It makes sense: keep the fighters stoned, and they’ll be desensitized when they commit barbaric crimes against innocent humanity. And they will feel that they are invincible. And they won’t feel the hunger pangs and sleep deprivation that comes with being in the trenches. In short, they will be robots.

That, according to a Macleans article, pretty much sums up what is “fueling ISIS” members. It’s not the first time drugs have been used to get “warriors” to murder people. It’s a technique that has been used through the ages.

And it answers the question many in the West have been asking: How could young people who have joined ISIS with some dream of making the world a utopia become monstrous killing machines in the twinkle of someone’s eye?

Well, we know now, and it puts the foot soldiers of ISIS in a new light.

But what about the sick brain(s) behind the organization, the ones who are not on drugs? What motivates them to delude people and use them in such fashion? Do they not have a conscience?

Obviously, there is a psychological issue for them, some sort of dissociative disorder. They compartmentalize distasteful things, lock them up, as if they don’t exist.

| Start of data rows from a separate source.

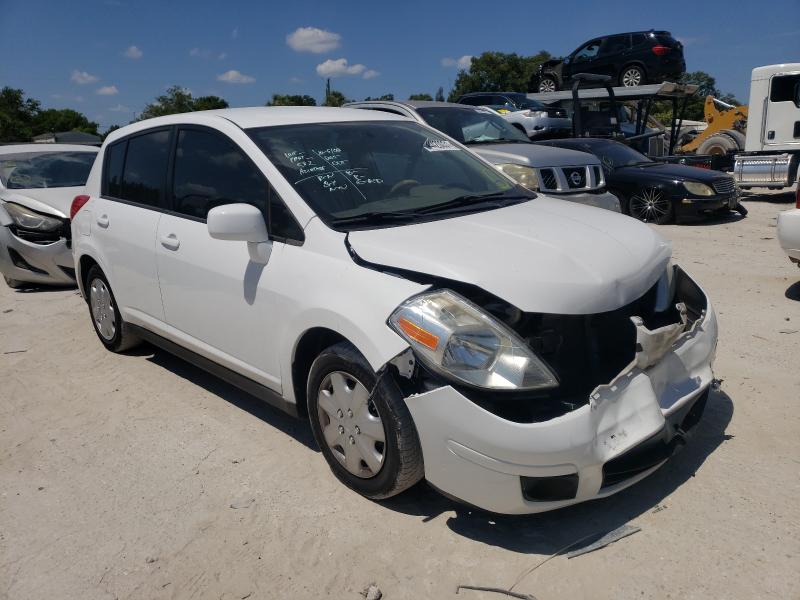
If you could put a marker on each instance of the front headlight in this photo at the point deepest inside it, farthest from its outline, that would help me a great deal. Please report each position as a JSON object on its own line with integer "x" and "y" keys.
{"x": 521, "y": 174}
{"x": 455, "y": 338}
{"x": 28, "y": 219}
{"x": 698, "y": 189}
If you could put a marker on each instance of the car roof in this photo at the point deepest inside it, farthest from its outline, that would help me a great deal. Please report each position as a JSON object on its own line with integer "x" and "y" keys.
{"x": 28, "y": 148}
{"x": 257, "y": 116}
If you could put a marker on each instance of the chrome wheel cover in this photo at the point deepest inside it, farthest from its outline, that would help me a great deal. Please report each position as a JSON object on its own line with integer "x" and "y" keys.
{"x": 631, "y": 77}
{"x": 102, "y": 309}
{"x": 649, "y": 205}
{"x": 351, "y": 425}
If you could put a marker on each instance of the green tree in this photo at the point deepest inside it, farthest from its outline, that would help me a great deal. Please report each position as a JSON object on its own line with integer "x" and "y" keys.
{"x": 179, "y": 100}
{"x": 385, "y": 98}
{"x": 291, "y": 100}
{"x": 54, "y": 120}
{"x": 16, "y": 115}
{"x": 334, "y": 98}
{"x": 209, "y": 103}
{"x": 498, "y": 72}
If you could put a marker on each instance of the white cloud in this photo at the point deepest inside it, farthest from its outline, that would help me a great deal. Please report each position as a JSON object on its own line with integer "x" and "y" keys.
{"x": 234, "y": 76}
{"x": 312, "y": 39}
{"x": 339, "y": 67}
{"x": 82, "y": 77}
{"x": 462, "y": 63}
{"x": 133, "y": 52}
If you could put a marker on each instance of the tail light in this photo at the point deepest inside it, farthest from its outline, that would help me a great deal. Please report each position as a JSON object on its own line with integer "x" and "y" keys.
{"x": 77, "y": 204}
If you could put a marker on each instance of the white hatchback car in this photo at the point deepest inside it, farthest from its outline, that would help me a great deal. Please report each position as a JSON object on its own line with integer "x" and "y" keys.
{"x": 429, "y": 316}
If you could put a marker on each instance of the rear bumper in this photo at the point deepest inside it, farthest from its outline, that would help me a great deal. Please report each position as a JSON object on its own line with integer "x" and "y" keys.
{"x": 789, "y": 232}
{"x": 48, "y": 264}
{"x": 625, "y": 433}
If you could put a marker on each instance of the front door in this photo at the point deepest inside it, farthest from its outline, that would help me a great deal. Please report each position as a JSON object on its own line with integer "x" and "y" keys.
{"x": 216, "y": 301}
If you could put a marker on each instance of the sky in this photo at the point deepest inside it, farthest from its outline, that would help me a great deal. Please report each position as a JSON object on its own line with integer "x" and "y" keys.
{"x": 108, "y": 58}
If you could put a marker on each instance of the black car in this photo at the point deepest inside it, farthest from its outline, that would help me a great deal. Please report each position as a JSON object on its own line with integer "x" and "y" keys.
{"x": 630, "y": 59}
{"x": 657, "y": 192}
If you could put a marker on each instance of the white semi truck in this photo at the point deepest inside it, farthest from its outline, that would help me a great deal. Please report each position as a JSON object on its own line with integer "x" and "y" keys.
{"x": 772, "y": 142}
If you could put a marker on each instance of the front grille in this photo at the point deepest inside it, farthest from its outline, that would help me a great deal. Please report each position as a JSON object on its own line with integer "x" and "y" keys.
{"x": 724, "y": 186}
{"x": 575, "y": 176}
{"x": 549, "y": 180}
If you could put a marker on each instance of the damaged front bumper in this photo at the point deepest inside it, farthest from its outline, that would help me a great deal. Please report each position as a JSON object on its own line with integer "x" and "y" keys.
{"x": 628, "y": 428}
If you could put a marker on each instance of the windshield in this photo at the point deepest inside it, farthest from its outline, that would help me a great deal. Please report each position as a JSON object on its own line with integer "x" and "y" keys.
{"x": 614, "y": 155}
{"x": 472, "y": 126}
{"x": 365, "y": 172}
{"x": 45, "y": 169}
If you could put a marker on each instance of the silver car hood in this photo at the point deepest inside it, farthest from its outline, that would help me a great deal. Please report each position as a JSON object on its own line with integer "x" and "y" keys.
{"x": 51, "y": 201}
{"x": 545, "y": 255}
{"x": 533, "y": 156}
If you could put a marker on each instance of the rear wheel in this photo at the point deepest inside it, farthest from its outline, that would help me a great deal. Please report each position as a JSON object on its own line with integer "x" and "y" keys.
{"x": 548, "y": 83}
{"x": 362, "y": 425}
{"x": 651, "y": 205}
{"x": 631, "y": 76}
{"x": 113, "y": 332}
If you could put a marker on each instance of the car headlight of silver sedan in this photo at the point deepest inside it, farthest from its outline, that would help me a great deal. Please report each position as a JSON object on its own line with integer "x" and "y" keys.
{"x": 457, "y": 339}
{"x": 698, "y": 189}
{"x": 29, "y": 219}
{"x": 525, "y": 176}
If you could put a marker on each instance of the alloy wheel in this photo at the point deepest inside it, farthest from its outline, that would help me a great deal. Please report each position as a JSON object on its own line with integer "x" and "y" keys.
{"x": 632, "y": 77}
{"x": 650, "y": 205}
{"x": 102, "y": 309}
{"x": 351, "y": 424}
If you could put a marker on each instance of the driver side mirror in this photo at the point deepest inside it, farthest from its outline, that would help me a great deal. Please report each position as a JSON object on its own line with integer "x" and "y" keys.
{"x": 243, "y": 223}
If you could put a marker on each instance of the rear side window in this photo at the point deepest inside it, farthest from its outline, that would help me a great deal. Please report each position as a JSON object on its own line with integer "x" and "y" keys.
{"x": 145, "y": 168}
{"x": 210, "y": 170}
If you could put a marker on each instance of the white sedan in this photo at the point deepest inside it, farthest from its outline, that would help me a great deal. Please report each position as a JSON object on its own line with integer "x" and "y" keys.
{"x": 37, "y": 185}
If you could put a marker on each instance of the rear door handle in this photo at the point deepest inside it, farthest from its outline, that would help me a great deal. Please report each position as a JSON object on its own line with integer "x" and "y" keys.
{"x": 170, "y": 242}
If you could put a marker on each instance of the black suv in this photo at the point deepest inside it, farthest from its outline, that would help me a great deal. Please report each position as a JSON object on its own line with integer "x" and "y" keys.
{"x": 630, "y": 59}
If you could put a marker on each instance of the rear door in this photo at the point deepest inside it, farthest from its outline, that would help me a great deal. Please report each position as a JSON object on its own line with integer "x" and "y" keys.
{"x": 216, "y": 301}
{"x": 125, "y": 220}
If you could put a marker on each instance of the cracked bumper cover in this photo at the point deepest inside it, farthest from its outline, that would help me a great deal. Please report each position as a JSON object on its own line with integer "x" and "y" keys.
{"x": 479, "y": 458}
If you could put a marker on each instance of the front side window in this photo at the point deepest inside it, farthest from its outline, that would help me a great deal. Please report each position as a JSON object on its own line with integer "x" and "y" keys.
{"x": 356, "y": 173}
{"x": 471, "y": 126}
{"x": 28, "y": 170}
{"x": 145, "y": 168}
{"x": 210, "y": 170}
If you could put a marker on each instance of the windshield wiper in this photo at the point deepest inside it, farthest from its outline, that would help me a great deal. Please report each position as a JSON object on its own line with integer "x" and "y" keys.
{"x": 470, "y": 200}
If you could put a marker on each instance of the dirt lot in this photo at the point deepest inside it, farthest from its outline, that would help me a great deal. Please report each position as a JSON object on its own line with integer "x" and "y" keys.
{"x": 139, "y": 476}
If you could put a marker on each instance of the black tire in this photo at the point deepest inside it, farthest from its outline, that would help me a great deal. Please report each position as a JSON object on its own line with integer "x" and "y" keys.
{"x": 122, "y": 338}
{"x": 402, "y": 464}
{"x": 718, "y": 144}
{"x": 632, "y": 76}
{"x": 651, "y": 205}
{"x": 14, "y": 284}
{"x": 547, "y": 83}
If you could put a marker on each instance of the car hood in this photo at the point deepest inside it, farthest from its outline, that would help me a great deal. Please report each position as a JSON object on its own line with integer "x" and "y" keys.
{"x": 51, "y": 201}
{"x": 671, "y": 172}
{"x": 545, "y": 255}
{"x": 533, "y": 155}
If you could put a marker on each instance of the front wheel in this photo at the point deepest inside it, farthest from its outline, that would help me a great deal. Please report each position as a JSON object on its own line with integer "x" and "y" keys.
{"x": 651, "y": 205}
{"x": 362, "y": 425}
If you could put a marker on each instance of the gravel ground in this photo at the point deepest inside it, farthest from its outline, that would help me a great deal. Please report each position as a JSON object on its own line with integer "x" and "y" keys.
{"x": 139, "y": 476}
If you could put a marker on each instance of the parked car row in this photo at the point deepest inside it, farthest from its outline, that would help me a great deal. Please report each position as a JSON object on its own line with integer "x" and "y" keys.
{"x": 430, "y": 313}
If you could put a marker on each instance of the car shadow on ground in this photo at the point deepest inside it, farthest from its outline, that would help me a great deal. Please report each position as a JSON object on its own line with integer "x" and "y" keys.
{"x": 547, "y": 533}
{"x": 296, "y": 428}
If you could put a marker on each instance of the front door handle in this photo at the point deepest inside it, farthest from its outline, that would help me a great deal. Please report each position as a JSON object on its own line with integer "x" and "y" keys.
{"x": 170, "y": 242}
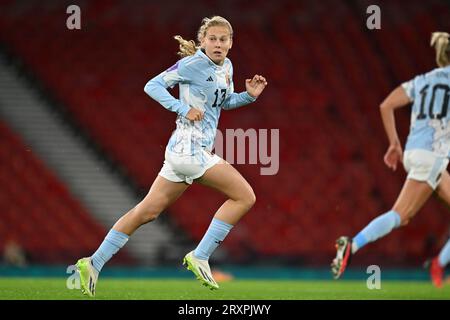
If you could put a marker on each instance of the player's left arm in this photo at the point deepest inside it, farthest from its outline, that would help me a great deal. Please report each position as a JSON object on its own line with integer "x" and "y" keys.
{"x": 254, "y": 87}
{"x": 396, "y": 99}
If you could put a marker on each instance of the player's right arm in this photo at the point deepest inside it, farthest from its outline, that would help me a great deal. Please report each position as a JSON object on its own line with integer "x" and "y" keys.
{"x": 157, "y": 87}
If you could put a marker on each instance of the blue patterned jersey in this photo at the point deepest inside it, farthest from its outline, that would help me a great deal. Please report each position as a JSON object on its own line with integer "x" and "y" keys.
{"x": 203, "y": 85}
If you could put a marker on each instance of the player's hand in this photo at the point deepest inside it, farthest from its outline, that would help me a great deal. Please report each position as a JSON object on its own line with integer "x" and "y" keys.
{"x": 393, "y": 155}
{"x": 255, "y": 86}
{"x": 194, "y": 114}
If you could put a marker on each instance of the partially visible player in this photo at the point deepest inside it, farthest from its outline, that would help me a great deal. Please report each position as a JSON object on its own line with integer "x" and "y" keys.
{"x": 426, "y": 152}
{"x": 204, "y": 76}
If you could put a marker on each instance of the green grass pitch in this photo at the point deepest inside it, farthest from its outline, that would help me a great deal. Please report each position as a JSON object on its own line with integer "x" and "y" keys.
{"x": 184, "y": 289}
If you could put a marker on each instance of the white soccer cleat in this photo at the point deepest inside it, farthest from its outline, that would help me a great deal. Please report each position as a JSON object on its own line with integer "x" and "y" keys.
{"x": 201, "y": 270}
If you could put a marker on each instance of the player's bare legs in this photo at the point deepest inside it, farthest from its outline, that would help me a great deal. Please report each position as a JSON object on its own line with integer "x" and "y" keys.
{"x": 224, "y": 178}
{"x": 411, "y": 199}
{"x": 438, "y": 263}
{"x": 161, "y": 195}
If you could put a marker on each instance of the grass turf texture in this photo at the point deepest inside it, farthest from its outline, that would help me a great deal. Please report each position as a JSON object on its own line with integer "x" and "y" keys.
{"x": 182, "y": 289}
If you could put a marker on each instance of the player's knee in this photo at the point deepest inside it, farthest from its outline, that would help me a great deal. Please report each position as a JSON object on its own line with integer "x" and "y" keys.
{"x": 405, "y": 214}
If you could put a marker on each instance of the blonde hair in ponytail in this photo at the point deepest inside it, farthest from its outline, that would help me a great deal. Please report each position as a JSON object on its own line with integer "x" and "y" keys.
{"x": 440, "y": 42}
{"x": 188, "y": 48}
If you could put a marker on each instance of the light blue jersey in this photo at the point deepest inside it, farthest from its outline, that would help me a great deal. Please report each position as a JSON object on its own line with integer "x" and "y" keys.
{"x": 430, "y": 116}
{"x": 203, "y": 85}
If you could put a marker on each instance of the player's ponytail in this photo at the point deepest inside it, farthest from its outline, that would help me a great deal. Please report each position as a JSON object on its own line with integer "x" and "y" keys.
{"x": 440, "y": 42}
{"x": 188, "y": 48}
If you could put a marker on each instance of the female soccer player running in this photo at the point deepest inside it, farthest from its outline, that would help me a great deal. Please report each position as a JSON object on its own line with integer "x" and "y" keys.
{"x": 426, "y": 153}
{"x": 204, "y": 76}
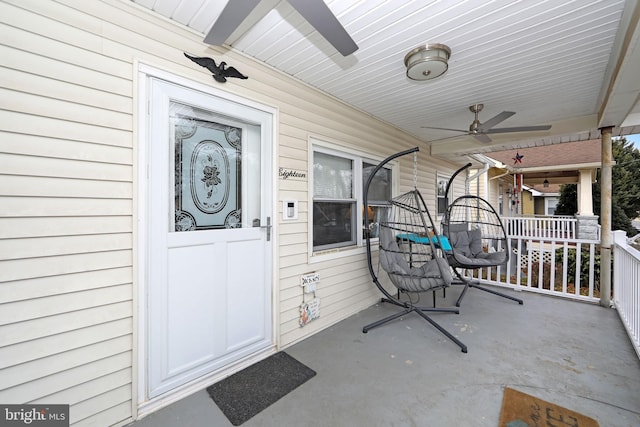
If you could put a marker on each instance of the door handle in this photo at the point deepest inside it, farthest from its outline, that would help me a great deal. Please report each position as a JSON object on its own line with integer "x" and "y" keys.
{"x": 268, "y": 227}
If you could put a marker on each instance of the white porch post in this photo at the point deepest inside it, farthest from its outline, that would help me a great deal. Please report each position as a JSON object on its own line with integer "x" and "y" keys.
{"x": 585, "y": 196}
{"x": 605, "y": 218}
{"x": 587, "y": 225}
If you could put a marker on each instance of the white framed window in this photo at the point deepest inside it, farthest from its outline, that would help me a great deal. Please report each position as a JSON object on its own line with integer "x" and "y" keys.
{"x": 338, "y": 180}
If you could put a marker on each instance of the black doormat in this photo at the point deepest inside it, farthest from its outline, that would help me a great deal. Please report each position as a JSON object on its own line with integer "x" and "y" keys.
{"x": 246, "y": 393}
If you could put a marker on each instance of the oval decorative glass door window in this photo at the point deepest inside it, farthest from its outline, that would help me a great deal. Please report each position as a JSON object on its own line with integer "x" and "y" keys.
{"x": 210, "y": 177}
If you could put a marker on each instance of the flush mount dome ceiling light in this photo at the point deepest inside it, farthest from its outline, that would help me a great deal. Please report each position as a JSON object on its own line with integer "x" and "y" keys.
{"x": 427, "y": 62}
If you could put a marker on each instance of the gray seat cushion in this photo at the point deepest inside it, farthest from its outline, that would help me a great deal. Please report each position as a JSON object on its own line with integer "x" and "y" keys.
{"x": 432, "y": 274}
{"x": 468, "y": 251}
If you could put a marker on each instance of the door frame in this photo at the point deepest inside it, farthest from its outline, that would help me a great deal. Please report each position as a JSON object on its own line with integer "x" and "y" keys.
{"x": 141, "y": 251}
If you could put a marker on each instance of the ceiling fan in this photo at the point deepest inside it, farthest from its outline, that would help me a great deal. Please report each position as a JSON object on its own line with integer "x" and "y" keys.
{"x": 315, "y": 12}
{"x": 480, "y": 131}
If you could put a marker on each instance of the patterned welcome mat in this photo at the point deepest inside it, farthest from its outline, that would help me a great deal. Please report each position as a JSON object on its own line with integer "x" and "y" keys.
{"x": 522, "y": 410}
{"x": 246, "y": 393}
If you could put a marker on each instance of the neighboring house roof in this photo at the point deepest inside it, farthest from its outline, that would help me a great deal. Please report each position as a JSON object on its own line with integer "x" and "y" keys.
{"x": 569, "y": 153}
{"x": 552, "y": 189}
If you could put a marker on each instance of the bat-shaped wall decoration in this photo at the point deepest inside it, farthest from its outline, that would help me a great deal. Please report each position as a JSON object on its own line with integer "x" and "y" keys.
{"x": 219, "y": 72}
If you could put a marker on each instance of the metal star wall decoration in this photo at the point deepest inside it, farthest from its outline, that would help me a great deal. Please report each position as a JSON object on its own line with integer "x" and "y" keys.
{"x": 219, "y": 72}
{"x": 518, "y": 158}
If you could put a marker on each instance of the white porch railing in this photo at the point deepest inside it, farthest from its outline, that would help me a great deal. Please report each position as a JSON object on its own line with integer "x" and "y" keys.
{"x": 626, "y": 286}
{"x": 546, "y": 257}
{"x": 562, "y": 227}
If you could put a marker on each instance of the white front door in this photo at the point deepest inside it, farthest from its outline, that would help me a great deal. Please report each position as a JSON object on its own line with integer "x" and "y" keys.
{"x": 209, "y": 234}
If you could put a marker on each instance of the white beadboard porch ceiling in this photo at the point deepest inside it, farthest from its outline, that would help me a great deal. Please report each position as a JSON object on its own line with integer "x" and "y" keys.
{"x": 571, "y": 63}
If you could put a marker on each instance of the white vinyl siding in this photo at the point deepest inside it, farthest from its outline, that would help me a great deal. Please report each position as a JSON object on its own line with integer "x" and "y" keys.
{"x": 68, "y": 199}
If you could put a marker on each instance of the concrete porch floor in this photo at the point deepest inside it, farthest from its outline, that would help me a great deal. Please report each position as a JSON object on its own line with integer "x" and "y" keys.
{"x": 406, "y": 373}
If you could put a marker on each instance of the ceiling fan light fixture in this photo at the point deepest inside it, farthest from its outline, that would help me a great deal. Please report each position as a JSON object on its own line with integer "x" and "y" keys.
{"x": 427, "y": 62}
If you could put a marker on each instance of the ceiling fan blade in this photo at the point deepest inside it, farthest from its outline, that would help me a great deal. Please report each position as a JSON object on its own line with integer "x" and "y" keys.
{"x": 231, "y": 17}
{"x": 519, "y": 129}
{"x": 481, "y": 137}
{"x": 494, "y": 121}
{"x": 318, "y": 14}
{"x": 446, "y": 138}
{"x": 454, "y": 130}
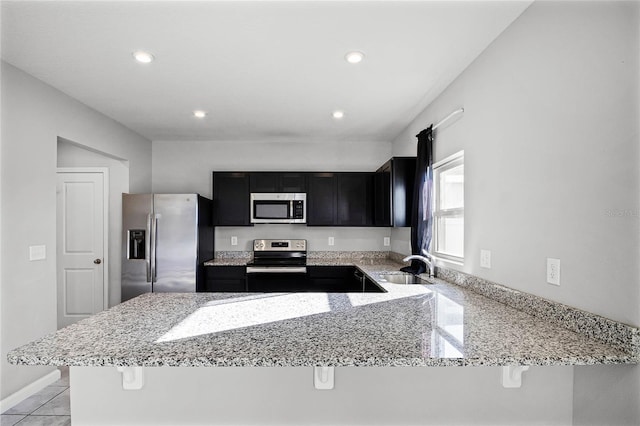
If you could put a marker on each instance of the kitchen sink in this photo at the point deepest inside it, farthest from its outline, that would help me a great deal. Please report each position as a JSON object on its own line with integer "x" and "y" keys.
{"x": 402, "y": 278}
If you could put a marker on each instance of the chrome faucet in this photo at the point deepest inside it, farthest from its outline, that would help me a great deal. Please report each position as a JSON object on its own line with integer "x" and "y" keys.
{"x": 426, "y": 260}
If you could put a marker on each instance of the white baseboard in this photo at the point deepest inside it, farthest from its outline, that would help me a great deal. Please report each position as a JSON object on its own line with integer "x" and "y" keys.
{"x": 31, "y": 389}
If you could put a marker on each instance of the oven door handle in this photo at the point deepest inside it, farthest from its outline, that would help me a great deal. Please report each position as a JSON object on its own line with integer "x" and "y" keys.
{"x": 276, "y": 270}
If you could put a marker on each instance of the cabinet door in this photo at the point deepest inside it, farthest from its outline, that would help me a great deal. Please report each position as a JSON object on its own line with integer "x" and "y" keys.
{"x": 278, "y": 182}
{"x": 293, "y": 182}
{"x": 264, "y": 182}
{"x": 321, "y": 199}
{"x": 225, "y": 278}
{"x": 231, "y": 199}
{"x": 355, "y": 199}
{"x": 382, "y": 196}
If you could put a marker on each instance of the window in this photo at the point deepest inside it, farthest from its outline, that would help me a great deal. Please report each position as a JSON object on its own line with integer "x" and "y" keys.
{"x": 448, "y": 209}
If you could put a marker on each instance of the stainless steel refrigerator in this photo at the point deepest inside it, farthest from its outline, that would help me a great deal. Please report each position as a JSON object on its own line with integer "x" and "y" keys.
{"x": 166, "y": 239}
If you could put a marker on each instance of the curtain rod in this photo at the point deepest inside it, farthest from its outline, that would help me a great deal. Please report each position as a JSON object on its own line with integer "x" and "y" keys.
{"x": 448, "y": 117}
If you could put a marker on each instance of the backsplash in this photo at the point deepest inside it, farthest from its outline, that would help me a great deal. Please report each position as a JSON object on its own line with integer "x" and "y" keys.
{"x": 345, "y": 239}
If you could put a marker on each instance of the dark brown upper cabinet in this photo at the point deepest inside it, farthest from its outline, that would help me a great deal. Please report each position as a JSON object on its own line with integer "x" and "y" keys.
{"x": 231, "y": 199}
{"x": 393, "y": 199}
{"x": 340, "y": 199}
{"x": 278, "y": 182}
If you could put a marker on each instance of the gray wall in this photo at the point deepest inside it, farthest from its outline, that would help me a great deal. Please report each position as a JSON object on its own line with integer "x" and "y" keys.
{"x": 187, "y": 167}
{"x": 34, "y": 116}
{"x": 550, "y": 135}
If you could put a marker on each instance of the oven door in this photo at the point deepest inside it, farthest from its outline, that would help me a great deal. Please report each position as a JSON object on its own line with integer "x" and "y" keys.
{"x": 269, "y": 279}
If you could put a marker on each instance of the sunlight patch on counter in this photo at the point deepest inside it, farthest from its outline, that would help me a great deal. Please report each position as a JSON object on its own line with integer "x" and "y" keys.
{"x": 230, "y": 314}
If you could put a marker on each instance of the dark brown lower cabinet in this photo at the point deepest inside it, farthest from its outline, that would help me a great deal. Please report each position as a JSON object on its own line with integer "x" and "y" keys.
{"x": 225, "y": 278}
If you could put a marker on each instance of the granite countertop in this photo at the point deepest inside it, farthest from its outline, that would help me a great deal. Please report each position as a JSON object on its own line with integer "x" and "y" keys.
{"x": 439, "y": 324}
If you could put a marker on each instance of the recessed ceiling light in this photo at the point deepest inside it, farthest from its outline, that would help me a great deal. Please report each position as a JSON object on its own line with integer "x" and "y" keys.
{"x": 143, "y": 57}
{"x": 354, "y": 57}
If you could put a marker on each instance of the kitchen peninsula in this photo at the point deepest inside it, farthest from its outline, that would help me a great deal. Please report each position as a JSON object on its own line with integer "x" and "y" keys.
{"x": 408, "y": 326}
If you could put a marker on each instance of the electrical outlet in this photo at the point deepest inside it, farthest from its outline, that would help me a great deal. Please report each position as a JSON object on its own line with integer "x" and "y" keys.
{"x": 553, "y": 271}
{"x": 37, "y": 252}
{"x": 485, "y": 259}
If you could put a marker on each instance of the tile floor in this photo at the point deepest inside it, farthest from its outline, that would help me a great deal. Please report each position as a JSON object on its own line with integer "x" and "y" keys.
{"x": 49, "y": 407}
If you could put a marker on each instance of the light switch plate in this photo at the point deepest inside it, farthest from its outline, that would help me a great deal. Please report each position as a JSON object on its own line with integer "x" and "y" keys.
{"x": 553, "y": 271}
{"x": 37, "y": 252}
{"x": 485, "y": 259}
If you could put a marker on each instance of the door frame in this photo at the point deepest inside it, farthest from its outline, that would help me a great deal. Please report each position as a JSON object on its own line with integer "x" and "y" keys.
{"x": 105, "y": 229}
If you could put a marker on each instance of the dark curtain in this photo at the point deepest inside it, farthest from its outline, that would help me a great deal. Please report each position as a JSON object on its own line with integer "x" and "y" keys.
{"x": 421, "y": 216}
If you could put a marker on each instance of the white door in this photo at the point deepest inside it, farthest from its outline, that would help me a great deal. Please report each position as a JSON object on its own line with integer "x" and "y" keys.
{"x": 81, "y": 237}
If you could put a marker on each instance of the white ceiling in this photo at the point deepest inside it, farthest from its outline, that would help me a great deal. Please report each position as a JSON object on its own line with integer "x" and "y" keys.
{"x": 263, "y": 70}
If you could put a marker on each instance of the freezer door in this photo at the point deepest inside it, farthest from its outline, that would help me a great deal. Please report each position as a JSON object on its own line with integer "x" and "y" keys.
{"x": 176, "y": 242}
{"x": 136, "y": 262}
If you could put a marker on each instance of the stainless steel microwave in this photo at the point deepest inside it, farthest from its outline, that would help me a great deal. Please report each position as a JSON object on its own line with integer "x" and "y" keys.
{"x": 280, "y": 207}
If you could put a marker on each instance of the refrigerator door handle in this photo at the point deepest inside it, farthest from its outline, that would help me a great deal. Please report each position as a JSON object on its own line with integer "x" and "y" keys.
{"x": 154, "y": 244}
{"x": 147, "y": 248}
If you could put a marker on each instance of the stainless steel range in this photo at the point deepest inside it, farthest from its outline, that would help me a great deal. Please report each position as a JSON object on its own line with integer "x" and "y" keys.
{"x": 277, "y": 265}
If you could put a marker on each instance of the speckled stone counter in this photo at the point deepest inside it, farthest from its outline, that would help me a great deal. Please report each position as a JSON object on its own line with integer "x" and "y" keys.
{"x": 439, "y": 324}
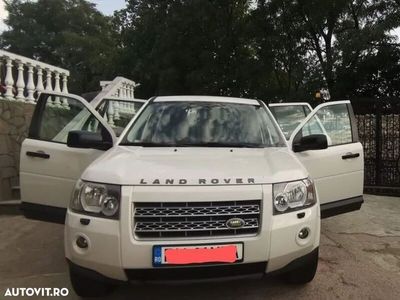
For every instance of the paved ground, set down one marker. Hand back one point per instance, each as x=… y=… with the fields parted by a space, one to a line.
x=359 y=259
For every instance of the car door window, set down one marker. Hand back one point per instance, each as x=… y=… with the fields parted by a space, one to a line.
x=289 y=117
x=333 y=121
x=118 y=113
x=56 y=121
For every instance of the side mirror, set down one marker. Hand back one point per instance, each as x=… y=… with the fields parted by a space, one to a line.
x=311 y=142
x=85 y=140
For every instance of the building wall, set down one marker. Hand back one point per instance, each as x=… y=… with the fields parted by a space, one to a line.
x=15 y=118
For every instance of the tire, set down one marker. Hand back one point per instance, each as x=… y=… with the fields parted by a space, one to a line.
x=88 y=287
x=304 y=273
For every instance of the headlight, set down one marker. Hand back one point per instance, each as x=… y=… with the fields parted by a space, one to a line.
x=96 y=199
x=294 y=195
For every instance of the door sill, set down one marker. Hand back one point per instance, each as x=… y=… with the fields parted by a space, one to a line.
x=44 y=212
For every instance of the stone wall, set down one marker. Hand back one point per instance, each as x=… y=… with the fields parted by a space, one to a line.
x=15 y=118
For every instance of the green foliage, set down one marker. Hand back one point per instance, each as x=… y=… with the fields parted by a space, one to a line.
x=66 y=33
x=266 y=49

We see the same sort of disorders to greater and lesser degrees throughout society: the individual in a very profitable company who makes the decision to slash hundreds of jobs a month before Christmas, for example, in the name of increasing eps by a few pennies. How does that person look at himself or herself in the mirror afterward? Answer: they don’t think any further about what they have done.

We live in a world in which people compartmentalize a lot of things. Even the good, simple salt of the earth types have to compartmentalize things: we don’t allow ourselves to think of the slaughterhouses when we eat meat, for example. I could cite more examples, but you get the point.

And so it goes . . .

We humans are not as evolved as many might think we are.